The vaccines don’t contain any common allergens, either, such as gluten, anything derived from eggs, peanuts, milk/lactose or latex. However, the Pfizer BioNTech vaccine does contain a substance called polyethylene glycol (PEG), which is a known allergen.

Allergic reactions can occur, but are rare. A small number of incidents of severe allergic reactions (anaphylaxis) have occurred with the Pfizer vaccine, from the millions of doses that have been given in trials and vaccination programmes. People who are known to have severe allergic reactions to anything or who are allergic to PEG are advised not to get the Pfizer vaccine, but to opt for the Astrazeneca one, instead.

As with all vaccines, appropriate treatment and care will be available in case of a rare, anaphylactic event following administration.

Is it vegan/vegetarian friendly?

The three approved Covid-19 vaccines do not contain egg or any animal products.

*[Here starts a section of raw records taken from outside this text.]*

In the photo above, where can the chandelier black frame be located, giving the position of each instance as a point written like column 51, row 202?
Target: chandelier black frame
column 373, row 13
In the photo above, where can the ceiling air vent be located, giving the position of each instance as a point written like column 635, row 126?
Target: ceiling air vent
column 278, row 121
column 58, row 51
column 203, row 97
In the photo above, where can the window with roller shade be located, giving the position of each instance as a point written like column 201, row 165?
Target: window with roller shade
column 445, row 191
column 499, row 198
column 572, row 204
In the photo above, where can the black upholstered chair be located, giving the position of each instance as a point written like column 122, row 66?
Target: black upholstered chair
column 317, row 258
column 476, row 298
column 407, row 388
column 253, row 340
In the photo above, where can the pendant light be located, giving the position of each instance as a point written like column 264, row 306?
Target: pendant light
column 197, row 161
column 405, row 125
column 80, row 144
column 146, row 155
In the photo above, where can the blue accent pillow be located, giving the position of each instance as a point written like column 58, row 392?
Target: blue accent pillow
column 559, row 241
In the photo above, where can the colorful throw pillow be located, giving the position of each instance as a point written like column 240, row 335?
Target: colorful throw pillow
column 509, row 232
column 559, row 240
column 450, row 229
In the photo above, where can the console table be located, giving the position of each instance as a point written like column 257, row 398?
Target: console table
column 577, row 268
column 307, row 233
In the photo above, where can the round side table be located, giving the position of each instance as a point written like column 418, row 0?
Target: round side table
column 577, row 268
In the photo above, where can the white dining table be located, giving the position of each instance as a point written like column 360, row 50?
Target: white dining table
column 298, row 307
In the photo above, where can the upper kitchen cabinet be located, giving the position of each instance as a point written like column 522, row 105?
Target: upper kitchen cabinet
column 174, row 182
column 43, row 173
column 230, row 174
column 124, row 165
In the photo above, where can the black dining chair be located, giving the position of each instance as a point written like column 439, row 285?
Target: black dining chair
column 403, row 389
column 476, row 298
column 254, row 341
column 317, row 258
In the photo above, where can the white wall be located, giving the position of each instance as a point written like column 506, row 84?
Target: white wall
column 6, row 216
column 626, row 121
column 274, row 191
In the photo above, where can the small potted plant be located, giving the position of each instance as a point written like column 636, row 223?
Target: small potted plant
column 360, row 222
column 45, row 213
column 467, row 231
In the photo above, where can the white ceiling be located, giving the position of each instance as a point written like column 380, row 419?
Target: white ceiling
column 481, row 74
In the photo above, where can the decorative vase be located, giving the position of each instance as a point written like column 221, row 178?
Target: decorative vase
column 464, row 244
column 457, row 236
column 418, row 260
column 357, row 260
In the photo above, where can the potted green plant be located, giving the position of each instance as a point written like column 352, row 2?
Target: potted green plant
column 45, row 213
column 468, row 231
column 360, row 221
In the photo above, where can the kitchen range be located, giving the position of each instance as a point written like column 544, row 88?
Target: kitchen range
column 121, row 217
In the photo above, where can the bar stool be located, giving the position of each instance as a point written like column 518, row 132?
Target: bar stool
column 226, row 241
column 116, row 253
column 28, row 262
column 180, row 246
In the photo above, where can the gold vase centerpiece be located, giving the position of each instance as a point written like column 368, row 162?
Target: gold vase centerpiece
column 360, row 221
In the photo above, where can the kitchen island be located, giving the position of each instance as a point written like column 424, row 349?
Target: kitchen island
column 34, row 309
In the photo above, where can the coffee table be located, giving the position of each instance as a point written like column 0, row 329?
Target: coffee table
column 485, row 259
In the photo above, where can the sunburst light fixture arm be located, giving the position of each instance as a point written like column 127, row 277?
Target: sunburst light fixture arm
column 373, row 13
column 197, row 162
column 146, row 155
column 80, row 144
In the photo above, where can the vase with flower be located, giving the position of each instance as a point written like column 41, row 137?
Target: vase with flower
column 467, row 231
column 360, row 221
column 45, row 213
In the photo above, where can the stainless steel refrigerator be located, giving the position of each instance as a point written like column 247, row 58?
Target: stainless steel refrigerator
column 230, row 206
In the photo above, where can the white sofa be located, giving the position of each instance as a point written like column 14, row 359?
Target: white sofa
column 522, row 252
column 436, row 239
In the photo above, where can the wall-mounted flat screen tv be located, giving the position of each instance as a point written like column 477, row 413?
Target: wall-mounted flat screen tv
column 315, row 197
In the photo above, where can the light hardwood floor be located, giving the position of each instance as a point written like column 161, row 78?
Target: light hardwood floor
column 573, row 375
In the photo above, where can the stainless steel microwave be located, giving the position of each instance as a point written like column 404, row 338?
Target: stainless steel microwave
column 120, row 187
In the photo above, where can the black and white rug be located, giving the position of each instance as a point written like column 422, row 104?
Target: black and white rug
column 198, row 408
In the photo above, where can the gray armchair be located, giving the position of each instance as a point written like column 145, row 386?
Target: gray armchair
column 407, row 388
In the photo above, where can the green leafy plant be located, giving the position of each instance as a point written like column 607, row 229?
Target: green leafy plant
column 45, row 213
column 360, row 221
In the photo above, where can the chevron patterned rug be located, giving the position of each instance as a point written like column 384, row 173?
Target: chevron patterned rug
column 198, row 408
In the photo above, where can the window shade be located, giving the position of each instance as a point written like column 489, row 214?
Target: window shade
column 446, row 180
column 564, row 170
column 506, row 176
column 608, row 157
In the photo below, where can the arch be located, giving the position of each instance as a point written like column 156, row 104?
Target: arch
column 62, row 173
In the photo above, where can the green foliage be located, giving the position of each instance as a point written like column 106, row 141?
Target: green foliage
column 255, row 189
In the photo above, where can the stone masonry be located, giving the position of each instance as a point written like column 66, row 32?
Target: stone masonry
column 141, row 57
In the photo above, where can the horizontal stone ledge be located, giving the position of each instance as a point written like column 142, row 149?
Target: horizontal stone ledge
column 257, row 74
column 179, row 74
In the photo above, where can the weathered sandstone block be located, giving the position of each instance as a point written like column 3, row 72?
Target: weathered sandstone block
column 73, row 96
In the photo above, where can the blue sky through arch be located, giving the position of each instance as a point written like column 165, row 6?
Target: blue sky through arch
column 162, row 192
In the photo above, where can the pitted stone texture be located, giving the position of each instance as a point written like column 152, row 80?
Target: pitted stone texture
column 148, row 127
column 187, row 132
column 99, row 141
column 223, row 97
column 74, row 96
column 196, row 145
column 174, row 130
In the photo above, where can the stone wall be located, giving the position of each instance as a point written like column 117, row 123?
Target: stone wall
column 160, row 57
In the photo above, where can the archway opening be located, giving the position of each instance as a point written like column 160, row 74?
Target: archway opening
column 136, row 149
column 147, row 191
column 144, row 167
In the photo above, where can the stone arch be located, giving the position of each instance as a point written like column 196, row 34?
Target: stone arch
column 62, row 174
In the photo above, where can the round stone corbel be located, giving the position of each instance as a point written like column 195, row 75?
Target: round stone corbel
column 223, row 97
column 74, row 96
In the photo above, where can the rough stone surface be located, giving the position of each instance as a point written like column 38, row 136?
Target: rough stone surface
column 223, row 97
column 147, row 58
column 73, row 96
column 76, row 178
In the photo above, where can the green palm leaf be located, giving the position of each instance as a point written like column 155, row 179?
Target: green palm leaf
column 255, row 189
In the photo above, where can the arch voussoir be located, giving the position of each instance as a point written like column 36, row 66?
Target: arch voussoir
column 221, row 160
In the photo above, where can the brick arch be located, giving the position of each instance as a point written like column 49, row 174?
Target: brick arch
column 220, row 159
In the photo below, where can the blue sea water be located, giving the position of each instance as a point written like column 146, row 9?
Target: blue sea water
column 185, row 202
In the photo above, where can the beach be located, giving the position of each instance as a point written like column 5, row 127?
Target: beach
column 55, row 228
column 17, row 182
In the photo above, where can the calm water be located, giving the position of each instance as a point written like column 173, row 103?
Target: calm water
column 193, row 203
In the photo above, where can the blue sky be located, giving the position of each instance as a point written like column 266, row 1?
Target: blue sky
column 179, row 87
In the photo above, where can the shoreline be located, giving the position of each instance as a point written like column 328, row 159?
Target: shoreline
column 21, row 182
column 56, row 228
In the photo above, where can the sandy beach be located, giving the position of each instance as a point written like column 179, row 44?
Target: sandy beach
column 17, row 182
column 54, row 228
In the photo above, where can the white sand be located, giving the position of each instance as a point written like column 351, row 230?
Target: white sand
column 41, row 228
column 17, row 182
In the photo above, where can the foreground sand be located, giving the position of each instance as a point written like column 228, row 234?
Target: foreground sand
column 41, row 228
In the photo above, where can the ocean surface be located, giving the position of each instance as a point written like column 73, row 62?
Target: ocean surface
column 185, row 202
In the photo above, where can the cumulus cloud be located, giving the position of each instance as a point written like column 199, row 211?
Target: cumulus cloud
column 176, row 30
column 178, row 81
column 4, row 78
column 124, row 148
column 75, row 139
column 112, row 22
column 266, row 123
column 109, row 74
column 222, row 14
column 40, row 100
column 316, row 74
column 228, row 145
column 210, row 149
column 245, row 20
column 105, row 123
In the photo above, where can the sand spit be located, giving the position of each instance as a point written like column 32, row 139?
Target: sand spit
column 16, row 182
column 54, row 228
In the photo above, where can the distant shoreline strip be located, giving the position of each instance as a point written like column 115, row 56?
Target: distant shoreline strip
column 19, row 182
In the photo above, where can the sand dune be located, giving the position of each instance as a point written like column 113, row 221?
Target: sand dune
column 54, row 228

They also don’t contain any human products and no human fetal tissues were used in their development.

When further vaccines are approved, we’ll publish information about known allergens or ingredients that are important for people from certain faiths, cultures and beliefs.

If you are in one of the vaccination priority groups you will get invited for a vaccination soon by the NHS. Please make sure you book your vaccination slot as soon as you are able. You might be invited to one of the Hackney sites, run by local GPs, or one of the London mass vaccination sites in Stratford or Canary Wharf.

Also be aware of scams: the vaccine is only available through the NHS and it is free. You will never be asked for to pay or for your bank details.

Keep up to date with the coronavirus vaccine roll out in Hackney on the council’s website.

EDIT: This article was updated at 20:06. The original version incorrectly stated that none of the approved Covid-19 vaccines contain alcohol. The Oxford-AstraZeneca vaccine does contain a very small amount of alcohol (0.003mg per dose).